Mais le blocage de facto par l'Iran de la navigation dans le détroit d'Ormuz vient compliquer l'équation pour Washington.

Donald Trump s'en est pris avec virulence aux pays de l'Otan, qu'il a qualifiés de "lâches" car selon lui ils "ne veulent pas aider à ouvrir le détroit d'Ormuz".

Le Royaume-Uni a cependant dit autoriser les Etats-Unis à utiliser des bases britanniques pour frapper des sites iraniens visant le détroit dans le cadre de ses "opérations défensives" contre l'Iran, selon Downing Street.

L'armée américaine peut "neutraliser" l'île de Kharg, site pétrolier névralgique pour l'Iran, "n'importe quand si le président Trump en donne l'ordre", a par ailleurs assuré Anna Kelly, une porte-parole de la Maison Blanche, dans une déclaration transmise à l'AFP.

L'attaque sur la raffinerie koweïtienne Mina Al-Ahmadi a entraîné la fermeture de plusieurs unités du site, selon l'agence officielle koweïtienne.

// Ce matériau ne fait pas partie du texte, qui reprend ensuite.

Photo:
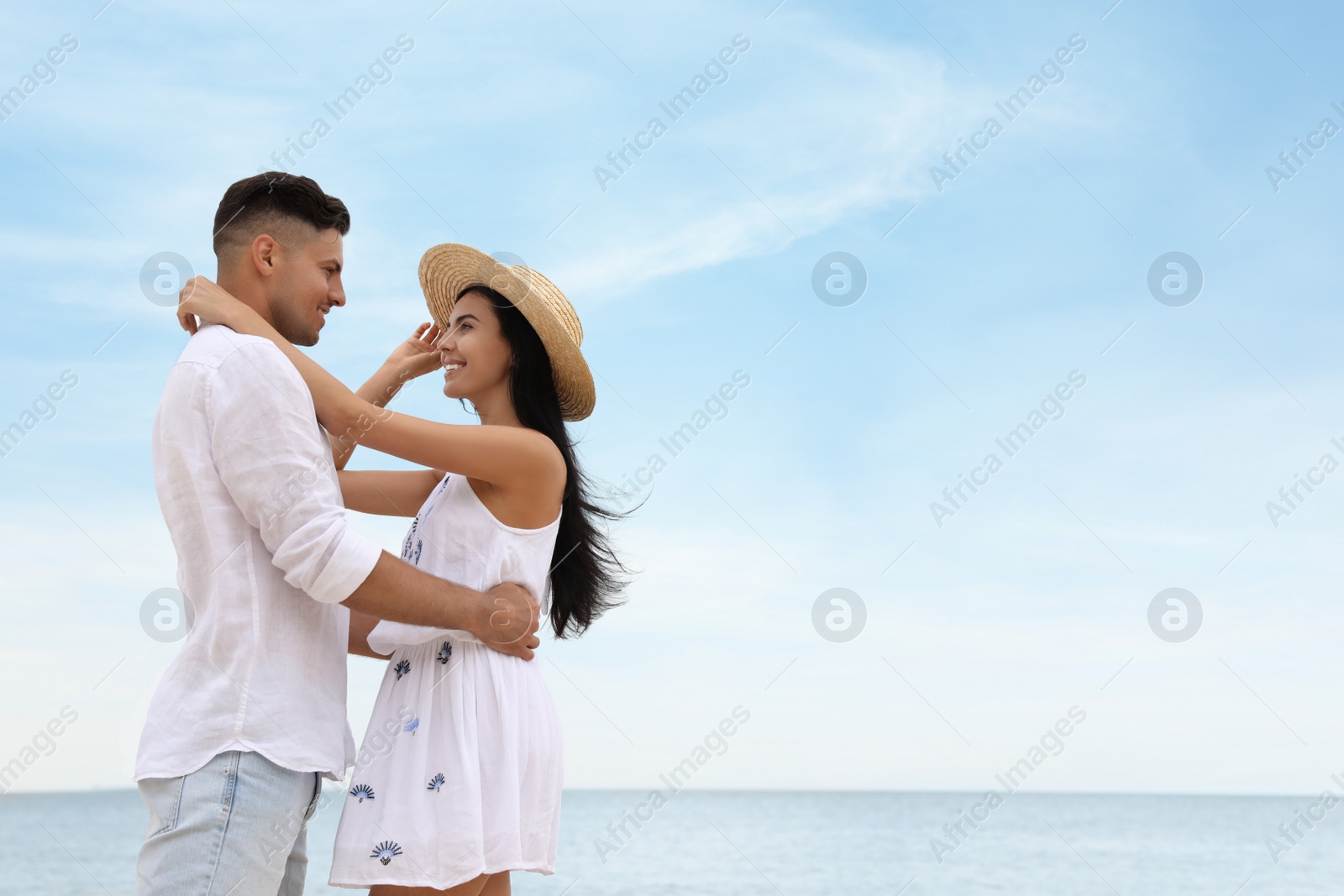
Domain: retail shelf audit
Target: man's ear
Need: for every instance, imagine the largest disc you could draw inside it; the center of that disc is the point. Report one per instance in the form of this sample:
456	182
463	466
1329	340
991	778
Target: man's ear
265	254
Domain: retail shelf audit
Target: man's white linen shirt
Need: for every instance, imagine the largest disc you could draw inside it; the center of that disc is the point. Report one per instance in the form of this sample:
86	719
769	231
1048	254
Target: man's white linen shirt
249	492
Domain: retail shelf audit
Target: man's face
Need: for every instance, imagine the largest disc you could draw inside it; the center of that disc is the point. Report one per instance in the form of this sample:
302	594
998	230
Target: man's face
307	286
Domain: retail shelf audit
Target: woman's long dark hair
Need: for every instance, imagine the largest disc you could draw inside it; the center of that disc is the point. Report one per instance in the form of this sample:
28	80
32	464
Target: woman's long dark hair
586	575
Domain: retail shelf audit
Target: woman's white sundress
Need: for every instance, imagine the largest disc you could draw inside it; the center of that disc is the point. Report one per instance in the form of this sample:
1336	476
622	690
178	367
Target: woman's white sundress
461	766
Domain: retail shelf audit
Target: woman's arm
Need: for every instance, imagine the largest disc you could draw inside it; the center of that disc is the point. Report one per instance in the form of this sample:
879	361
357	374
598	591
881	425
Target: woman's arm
387	492
504	456
417	356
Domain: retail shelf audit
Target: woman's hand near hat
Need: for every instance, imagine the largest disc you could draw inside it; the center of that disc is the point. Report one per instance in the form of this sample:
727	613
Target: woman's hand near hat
418	355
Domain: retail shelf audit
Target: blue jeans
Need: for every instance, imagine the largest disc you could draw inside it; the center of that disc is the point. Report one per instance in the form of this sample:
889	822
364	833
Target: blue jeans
235	826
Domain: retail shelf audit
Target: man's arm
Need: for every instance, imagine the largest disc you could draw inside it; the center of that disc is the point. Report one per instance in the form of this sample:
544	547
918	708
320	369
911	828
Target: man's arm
360	624
504	618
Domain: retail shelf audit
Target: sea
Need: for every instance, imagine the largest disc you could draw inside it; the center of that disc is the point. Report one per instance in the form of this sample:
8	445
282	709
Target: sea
796	842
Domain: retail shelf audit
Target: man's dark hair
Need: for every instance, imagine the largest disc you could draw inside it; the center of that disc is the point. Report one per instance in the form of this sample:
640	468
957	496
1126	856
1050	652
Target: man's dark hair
288	207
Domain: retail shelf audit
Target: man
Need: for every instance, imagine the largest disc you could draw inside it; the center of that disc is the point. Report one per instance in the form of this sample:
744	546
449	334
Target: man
250	715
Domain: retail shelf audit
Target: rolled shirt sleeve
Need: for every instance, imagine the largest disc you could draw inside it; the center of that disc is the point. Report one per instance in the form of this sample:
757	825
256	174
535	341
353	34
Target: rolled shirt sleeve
277	466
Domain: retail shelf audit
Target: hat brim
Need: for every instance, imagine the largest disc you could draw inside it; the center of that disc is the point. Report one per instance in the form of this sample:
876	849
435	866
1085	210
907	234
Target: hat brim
448	269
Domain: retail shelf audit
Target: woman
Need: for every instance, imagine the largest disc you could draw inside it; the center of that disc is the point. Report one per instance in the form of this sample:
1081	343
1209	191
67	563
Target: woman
470	788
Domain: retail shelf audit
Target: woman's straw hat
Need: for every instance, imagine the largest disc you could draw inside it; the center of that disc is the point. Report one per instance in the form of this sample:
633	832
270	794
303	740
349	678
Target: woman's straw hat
449	269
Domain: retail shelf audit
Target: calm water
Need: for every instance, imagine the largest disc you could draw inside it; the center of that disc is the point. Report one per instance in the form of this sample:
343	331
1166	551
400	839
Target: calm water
792	844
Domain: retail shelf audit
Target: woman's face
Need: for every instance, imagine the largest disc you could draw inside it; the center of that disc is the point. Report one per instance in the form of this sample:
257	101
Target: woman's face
475	354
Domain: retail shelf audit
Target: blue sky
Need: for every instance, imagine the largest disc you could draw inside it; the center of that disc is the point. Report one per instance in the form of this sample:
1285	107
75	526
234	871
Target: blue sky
696	262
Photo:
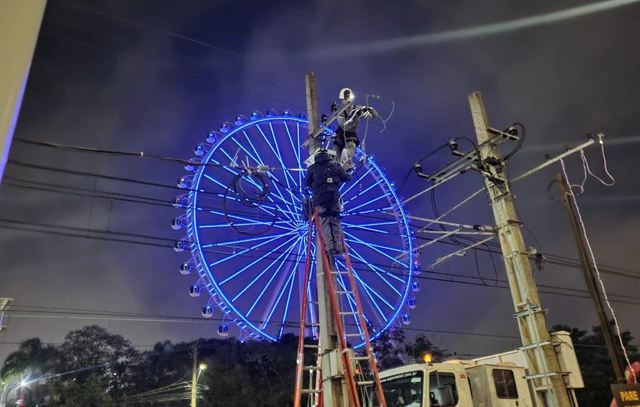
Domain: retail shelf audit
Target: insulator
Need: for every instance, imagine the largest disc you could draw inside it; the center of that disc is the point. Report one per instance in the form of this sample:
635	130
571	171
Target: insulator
207	311
186	268
194	290
213	137
185	182
226	127
201	149
416	268
193	164
223	330
179	222
182	201
415	286
180	245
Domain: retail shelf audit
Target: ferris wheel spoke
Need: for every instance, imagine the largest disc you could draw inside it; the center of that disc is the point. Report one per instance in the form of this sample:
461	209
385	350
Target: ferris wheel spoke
276	224
284	167
286	307
254	158
296	153
364	191
369	202
248	240
249	249
376	247
257	158
348	225
368	290
376	210
377	270
355	182
287	173
280	195
283	254
254	262
351	302
299	149
379	246
290	205
273	309
261	207
273	276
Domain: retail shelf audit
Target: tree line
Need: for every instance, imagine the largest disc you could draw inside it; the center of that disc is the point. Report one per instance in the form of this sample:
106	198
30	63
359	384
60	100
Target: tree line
94	367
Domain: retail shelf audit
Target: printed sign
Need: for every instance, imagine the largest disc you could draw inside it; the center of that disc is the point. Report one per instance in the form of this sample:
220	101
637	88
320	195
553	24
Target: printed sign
626	395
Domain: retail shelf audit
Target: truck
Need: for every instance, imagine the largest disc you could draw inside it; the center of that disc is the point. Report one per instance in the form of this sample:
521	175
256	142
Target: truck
499	380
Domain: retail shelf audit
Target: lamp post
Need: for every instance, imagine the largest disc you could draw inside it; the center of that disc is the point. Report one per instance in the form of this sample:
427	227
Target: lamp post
195	375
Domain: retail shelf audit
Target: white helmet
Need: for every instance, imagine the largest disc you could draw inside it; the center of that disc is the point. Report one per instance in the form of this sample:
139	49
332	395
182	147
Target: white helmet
346	94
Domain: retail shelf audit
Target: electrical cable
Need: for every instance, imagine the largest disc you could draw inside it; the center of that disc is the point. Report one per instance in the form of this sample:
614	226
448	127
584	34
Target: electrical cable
575	264
521	139
583	229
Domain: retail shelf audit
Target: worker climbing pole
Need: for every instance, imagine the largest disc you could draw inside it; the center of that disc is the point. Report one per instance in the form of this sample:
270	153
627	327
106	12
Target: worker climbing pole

Les Emirats arabes unis ont fait état d'attaques de missiles et de drones, tandis que Bahreïn maîtrisait l'incendie d'un entrepôt.

L'Arabie saoudite a annoncé samedi matin avoir intercepté et détruit plus de vingt drones dans l'est du pays.

La Turquie pour sa part a condamné vendredi les frappes israéliennes sur un quartier général et des camps militaires dans le sud de la Syrie, dénonçant une "dangereuse escalade".

- Choc profond -

Les attaques visant les raffineries et sites de production d'hydrocarbures du Moyen-Orient font trembler l'économie mondiale.

"Les dommages durables entraînent un choc économique profond", a relevé Robert Pape, expert militaire à l'Université de Chicago. "C'est ainsi qu'une guerre régionale peut devenir une crise économique mondiale historique".

Les Bourses mondiales ont ainsi terminé en net recul vendredi, pour clôturer une semaine d'incertitudes liées au conflit au Moyen-Orient et aux conséquences économiques de la flambée des prix de l'énergie.